La storia recente del Guatemala è stata segnata da una violentissima guerra civile che ha insanguinato il Paese per 36 anni, conclusasi nel 1996. Nel corso di questo conflitto, che ha causato 200.000 vittime tra i civili, l’esercito si è macchiato di delitti spaventosi. Bastava avere un rosario o possedere una Bibbia per essere considerati amici dei guerriglieri e quindi subire torture e la morte.
La Chiesa Cattolica ha pagato un prezzo altissimo: un vescovo, diversi sacerdoti e innumerevoli catechisti e aderenti all’azione Cattolica.
Nella chiesa parrocchiale di Nebaj, visitiamo la cappella dedicata ai martiri della guerra civile.

IL PAESE OGGI

Oggi il Guatemala è un Paese che sta cercando di superare i danni della guerra: la macro economia va bene e i grandi capitali rendono bene. Non così sono le condizioni della gente che vive con salari molto bassi e soffre una divisione sempre maggiore tra ricchi e poveri.
Il narcotraffico si è insinuato dappertutto, la politica è fondamentalmente corrotta, la gente vive con le rimesse dei giovani che sono emigrati e continuano ad emigrare verso gli Stati Uniti. In alcune comunità rurali ben il 70% delle famiglie ha un figlio emigrato e per lo più in condizioni di clandestinità.
A questo si aggiungono i cambiamenti climatici che anche qui si stanno facendo sentire in modo molto pesante. Adesso infatti sta piovendo pochissimo, con conseguenze disastrose per l’agricoltura.
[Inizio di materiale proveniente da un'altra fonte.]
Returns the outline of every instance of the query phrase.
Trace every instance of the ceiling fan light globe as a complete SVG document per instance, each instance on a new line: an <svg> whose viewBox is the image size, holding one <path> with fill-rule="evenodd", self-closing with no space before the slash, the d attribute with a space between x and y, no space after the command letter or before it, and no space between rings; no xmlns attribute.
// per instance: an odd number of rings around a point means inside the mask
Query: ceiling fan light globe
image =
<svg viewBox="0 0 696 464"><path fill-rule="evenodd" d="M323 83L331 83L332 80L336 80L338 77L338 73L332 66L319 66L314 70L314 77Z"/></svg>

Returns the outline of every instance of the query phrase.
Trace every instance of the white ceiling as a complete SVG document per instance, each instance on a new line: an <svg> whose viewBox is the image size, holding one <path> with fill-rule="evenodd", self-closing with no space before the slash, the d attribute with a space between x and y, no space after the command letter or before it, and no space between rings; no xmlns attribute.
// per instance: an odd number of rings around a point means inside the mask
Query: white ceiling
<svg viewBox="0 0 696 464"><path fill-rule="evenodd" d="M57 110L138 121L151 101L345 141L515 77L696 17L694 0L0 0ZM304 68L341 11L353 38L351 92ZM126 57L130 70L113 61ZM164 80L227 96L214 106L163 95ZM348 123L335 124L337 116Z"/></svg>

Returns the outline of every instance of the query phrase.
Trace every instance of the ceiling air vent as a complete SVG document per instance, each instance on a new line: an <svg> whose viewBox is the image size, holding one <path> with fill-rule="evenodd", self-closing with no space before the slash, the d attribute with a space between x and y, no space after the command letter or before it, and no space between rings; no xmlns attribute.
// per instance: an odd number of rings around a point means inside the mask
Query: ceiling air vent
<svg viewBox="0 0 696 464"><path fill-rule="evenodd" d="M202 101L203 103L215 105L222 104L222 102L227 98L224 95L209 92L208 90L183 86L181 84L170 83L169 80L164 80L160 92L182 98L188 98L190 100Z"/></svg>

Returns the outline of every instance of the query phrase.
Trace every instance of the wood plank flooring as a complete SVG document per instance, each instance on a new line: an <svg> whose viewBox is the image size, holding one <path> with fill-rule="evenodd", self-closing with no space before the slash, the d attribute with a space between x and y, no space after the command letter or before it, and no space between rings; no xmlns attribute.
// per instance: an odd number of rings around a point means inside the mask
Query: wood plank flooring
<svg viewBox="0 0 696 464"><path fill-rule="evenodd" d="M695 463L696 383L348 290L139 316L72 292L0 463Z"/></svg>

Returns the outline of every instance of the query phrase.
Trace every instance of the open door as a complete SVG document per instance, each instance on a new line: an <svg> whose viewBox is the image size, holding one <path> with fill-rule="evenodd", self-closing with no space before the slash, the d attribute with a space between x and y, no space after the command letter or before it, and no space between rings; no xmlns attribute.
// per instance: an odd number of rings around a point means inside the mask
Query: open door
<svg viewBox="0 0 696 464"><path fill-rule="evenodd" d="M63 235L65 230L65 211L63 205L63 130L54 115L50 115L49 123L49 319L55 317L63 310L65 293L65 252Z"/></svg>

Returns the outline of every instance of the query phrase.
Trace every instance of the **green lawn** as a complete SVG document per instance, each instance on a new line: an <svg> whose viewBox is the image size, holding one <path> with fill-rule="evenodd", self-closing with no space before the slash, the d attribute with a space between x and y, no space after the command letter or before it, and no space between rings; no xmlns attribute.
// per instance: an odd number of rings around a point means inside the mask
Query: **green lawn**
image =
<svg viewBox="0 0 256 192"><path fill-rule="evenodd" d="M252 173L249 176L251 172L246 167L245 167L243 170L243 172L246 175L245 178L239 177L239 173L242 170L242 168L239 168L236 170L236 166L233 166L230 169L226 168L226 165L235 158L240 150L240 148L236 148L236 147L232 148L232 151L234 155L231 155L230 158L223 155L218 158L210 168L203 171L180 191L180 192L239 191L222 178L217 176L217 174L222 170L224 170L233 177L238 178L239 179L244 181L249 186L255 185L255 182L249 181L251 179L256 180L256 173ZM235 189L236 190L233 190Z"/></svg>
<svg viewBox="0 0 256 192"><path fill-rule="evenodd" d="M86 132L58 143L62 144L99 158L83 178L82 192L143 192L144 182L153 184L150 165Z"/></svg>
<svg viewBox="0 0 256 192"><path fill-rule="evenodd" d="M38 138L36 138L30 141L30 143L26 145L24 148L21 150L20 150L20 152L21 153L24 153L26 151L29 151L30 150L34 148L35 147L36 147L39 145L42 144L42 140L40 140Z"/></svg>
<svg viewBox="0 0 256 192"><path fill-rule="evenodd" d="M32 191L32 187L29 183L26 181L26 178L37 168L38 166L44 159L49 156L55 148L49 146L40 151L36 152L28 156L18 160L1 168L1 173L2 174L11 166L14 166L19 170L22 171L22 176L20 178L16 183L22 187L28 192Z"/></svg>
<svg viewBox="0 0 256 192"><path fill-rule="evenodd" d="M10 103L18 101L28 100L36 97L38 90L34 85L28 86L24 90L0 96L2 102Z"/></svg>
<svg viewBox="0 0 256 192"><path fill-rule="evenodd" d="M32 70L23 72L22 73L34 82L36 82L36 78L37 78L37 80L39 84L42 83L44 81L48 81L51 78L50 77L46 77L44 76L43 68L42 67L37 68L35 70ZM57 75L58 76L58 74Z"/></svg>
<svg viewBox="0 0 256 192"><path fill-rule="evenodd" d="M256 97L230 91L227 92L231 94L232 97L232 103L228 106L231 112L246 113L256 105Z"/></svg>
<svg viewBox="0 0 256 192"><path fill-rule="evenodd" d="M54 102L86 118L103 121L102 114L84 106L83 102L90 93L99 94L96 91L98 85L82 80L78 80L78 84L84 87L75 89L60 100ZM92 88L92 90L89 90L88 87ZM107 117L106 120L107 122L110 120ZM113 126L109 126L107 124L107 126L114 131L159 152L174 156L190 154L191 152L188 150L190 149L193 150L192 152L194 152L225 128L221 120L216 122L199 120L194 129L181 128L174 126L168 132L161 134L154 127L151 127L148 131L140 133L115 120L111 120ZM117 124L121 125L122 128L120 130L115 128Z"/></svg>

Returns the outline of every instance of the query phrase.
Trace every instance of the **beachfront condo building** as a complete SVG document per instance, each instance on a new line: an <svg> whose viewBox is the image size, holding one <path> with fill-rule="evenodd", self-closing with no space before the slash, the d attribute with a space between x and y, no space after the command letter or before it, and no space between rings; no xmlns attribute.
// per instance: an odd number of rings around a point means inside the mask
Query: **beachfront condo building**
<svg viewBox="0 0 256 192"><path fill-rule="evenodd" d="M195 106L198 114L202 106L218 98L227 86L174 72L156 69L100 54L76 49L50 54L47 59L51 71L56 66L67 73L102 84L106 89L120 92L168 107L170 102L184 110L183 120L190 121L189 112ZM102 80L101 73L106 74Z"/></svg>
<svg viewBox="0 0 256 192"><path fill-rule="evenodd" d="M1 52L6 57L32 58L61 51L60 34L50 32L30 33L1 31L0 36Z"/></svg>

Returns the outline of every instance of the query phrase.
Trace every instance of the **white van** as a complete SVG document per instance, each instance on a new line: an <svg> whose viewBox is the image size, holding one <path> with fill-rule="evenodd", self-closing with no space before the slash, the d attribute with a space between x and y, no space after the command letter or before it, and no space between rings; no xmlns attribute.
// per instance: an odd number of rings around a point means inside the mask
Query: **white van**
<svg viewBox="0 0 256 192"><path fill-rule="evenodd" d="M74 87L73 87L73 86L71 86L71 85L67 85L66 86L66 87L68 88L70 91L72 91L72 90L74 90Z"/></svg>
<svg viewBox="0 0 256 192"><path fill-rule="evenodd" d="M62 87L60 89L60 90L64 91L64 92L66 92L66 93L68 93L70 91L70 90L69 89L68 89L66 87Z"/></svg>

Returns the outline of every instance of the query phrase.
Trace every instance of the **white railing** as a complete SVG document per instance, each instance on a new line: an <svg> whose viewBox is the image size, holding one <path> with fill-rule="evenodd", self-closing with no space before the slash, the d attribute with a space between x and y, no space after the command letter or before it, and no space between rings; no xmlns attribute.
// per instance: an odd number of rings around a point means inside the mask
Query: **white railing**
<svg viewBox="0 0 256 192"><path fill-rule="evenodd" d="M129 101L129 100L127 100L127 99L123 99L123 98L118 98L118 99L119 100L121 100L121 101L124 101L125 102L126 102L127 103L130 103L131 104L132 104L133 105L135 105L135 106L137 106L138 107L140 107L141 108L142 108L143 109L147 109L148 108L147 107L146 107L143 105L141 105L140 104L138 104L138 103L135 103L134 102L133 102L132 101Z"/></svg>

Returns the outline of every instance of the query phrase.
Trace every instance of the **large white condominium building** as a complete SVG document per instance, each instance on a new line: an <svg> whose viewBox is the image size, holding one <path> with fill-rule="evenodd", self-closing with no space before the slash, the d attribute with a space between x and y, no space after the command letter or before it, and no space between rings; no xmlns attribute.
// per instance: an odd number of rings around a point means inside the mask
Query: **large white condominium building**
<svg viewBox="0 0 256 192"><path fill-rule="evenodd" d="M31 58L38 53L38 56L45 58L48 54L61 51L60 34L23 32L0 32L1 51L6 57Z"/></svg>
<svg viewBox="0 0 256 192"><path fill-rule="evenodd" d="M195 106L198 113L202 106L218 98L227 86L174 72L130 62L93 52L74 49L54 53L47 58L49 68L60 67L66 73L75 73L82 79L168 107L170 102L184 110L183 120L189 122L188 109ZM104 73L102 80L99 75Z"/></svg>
Domenica prossima ci sarà il ballottaggio per l’elezione del Presidente della Repubblica. Ma scegliere tra i due candidati: Sandra Torres, moglie dell’ex presidente, attualmente agli arresti domiciliari per malversazione, e Giammattei, ex generale e rappresentante del grande capitale, è come scegliere, come dice Monseñor, tra la Pepsi e la Coca cola. Non cambierà niente per la povera gente.
In questa realtà si inserisce il lavoro di Monseñor e la nostra piccolissima presenza.